Intemporel ! Avant-hier, le film du spectacle « Birima » a été projeté au Complexe Pathé Dakar. Ce conte musical, écrit par Pape Omar Ngom et Youssou Ndour, a été interprété au Théâtre du Châtelet (France), en septembre 2023. La captation importée donne à admirer le génie sénégalais dans un art majuscule et en splendeur. Moult traits sont à retenir de ce chef-d’œuvre spectaculaire. D’abord, l’aisance presque innée de Youssou Ndour à négocier les virages, avec une fine intelligence des situations. Sans tourner casaque à ses principes artistiques, YN s’aligne toujours admirablement au diapason.

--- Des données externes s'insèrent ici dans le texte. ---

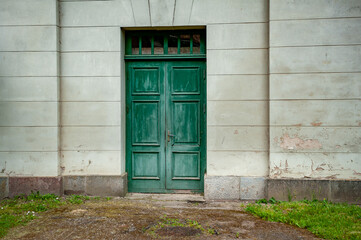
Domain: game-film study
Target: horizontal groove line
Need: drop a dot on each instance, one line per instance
(28, 101)
(90, 150)
(311, 73)
(30, 51)
(305, 19)
(76, 101)
(90, 126)
(321, 126)
(89, 101)
(90, 76)
(251, 151)
(85, 51)
(237, 74)
(238, 100)
(233, 23)
(94, 26)
(213, 126)
(313, 152)
(30, 76)
(28, 151)
(304, 46)
(230, 49)
(31, 25)
(315, 99)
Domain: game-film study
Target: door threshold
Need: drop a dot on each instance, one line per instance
(191, 197)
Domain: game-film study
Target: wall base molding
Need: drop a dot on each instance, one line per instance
(86, 185)
(252, 188)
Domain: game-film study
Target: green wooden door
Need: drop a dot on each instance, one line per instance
(165, 126)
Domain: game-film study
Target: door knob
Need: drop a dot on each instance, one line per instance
(170, 135)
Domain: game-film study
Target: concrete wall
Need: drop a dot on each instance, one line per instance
(283, 93)
(92, 76)
(315, 89)
(29, 88)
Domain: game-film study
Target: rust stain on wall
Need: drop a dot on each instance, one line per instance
(294, 143)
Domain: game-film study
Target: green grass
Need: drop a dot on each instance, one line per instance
(324, 219)
(22, 209)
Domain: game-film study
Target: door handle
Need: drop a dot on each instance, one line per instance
(170, 135)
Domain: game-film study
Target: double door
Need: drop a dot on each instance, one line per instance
(166, 135)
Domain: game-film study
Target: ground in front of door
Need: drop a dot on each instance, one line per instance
(154, 217)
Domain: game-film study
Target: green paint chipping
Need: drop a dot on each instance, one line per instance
(178, 228)
(324, 219)
(22, 209)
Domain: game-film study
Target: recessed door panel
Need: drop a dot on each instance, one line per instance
(186, 166)
(146, 120)
(145, 165)
(186, 122)
(146, 81)
(185, 80)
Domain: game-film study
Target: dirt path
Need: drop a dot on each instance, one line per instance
(138, 218)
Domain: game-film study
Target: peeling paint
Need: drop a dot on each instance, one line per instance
(316, 124)
(294, 143)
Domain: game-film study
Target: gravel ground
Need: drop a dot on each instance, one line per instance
(134, 217)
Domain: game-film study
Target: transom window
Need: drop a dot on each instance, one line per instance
(152, 43)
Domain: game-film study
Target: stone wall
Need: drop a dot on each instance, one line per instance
(315, 89)
(29, 79)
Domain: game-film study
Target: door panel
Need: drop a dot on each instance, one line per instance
(186, 122)
(145, 126)
(146, 117)
(165, 125)
(184, 165)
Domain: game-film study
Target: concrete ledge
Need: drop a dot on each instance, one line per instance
(298, 189)
(221, 187)
(96, 185)
(234, 188)
(252, 188)
(24, 185)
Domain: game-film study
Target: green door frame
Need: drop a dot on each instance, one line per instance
(166, 59)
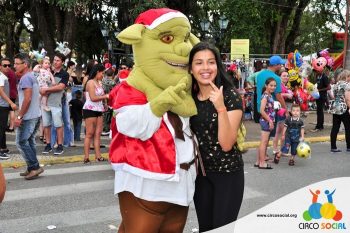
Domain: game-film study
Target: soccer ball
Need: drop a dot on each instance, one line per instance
(303, 150)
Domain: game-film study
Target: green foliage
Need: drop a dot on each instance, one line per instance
(139, 6)
(314, 34)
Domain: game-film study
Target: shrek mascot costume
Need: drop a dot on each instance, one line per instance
(152, 150)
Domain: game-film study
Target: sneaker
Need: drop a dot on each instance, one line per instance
(4, 156)
(33, 174)
(315, 130)
(47, 109)
(47, 149)
(58, 150)
(105, 133)
(335, 150)
(24, 173)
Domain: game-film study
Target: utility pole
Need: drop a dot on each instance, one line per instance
(346, 62)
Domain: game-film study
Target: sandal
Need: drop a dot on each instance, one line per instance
(277, 157)
(101, 159)
(291, 162)
(268, 166)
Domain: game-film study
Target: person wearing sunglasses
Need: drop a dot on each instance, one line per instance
(6, 69)
(5, 103)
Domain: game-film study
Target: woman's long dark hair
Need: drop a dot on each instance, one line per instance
(221, 79)
(96, 68)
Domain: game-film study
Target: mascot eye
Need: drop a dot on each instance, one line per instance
(167, 39)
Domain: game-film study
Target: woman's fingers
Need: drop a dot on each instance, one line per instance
(215, 88)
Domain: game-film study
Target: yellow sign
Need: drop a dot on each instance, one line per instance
(240, 49)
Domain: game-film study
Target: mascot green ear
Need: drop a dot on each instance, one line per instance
(132, 34)
(194, 40)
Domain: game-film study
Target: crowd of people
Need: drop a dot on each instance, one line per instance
(165, 121)
(39, 98)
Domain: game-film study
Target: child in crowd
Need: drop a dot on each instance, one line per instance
(45, 78)
(293, 133)
(266, 121)
(76, 110)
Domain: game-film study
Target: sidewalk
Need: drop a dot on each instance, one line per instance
(75, 154)
(253, 130)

Très souvent en se plaçant en avant-garde et posant les jalons des transmutations. C’est là où réside son exception : il puise dans les sources du patrimoine culturel, et répond sans complexe aux sirènes parfois même pas encore écloses de leurs œufs. Ce faisant, YN inspire une démarche salvatrice dans une ère embrumée d’errance et de cafouillages. Nous ne cessons de le défendre, la clef est de s’inspirer du patrimoine. Suivre le progrès oui, mais célébrer et élever nos identités itou. Illuminer nos imaginaires qui, en dépit de toutes pirouettes du réel, demeurent notre essence la plus authentique. Dans « Birima », YN n’est toutefois que la locomotive d’une synergie de grands talents. Son étoile illumine la chose ; éventuellement plonge-t-il dans les souvenirs de la première partie de sa carrière professionnelle cinquantenaire.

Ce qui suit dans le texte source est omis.